A recent Forbes Advisor survey showed “the total value of stolen goods in D.C. amounted to $336 per capita in 2021.” Making D.C. the second highest in retail theft in the U.S.
Covering the cost of stolen goods and prevention methods are also making a dent on businesses. Flickinger said brick-and-mortar retailers that usually only make around a 1% profit on goods are suffering.
“In the Rite Aid bankruptcy, the key catalysts and contributor was organized gang theft,” said Flickinger. “The 10 worst stores were losing $60,000 to $100,000 a week in lost merchandise.”
He added, “If $300 was stolen in merchandise by one thief or gang … They would have to sell $30,000 in merchandise at a penny profit just to break even.”
Individuals who do steal these products can make big money on these stolen goods, which are often consumer products, such as laundry detergent and paper products.
“Each person could make hundreds of thousands a year in cash just selling from street corners or swap meets or flea markets or open air markets on Saturdays and Sundays.”

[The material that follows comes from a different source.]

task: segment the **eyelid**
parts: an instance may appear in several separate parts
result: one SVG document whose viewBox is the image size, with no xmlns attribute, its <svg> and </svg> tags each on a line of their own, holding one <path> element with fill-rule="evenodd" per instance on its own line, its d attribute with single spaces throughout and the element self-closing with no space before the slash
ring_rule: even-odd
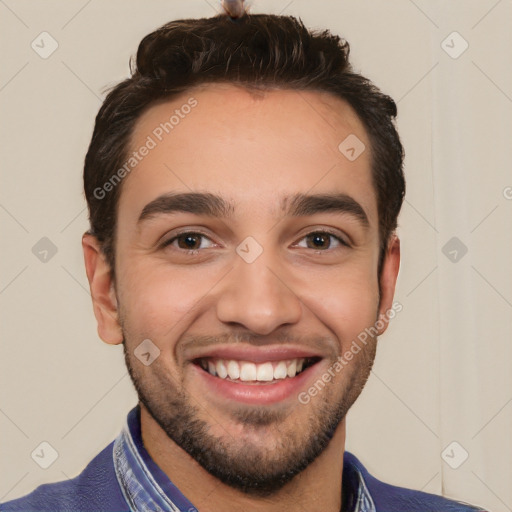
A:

While retailers have always had different strategies for dealing with “shrinkage,” whether spending more money on prevention or just factoring product loss through theft as an accounted expense, many retailers are turning to new ways to prevent the rise in theft.
One extreme example is Macy’s flagship store in New York. They began employing retired veterans and combat canines.
“Just seeing the retired military handler with his or her combat or weapons dog, the criminal just literally looks, turns around and goes someplace else and doesn’t even go into the store to steal,” Flickinger said.
Target employs numerous loss prevention officers that usually have military or criminal justice backgrounds.
Other more creative measures have been seen around the country, including receipt scanners at exits and even stocking photographs of toilet paper and paper towels rather than the actual products. Locked cases that require a store clerk’s key is one of the more population option.
Flickinger said that lax laws and enforcement across much of the country have given rise to this mass retail theft. He specifically applauded D.C. Mayor Muriel Bowser’s newest crime bill, Addressing Crime Trends (ACT) Now Amendment Act of 2023, which takes aim at the trend.
If passed, Flickinger believes, “It’ll have a transformational effect within 100 days … lessening the amount of crimes and lessening the amount taken per crime.”
The ACT Now Act has been introduced to the council and is currently under review.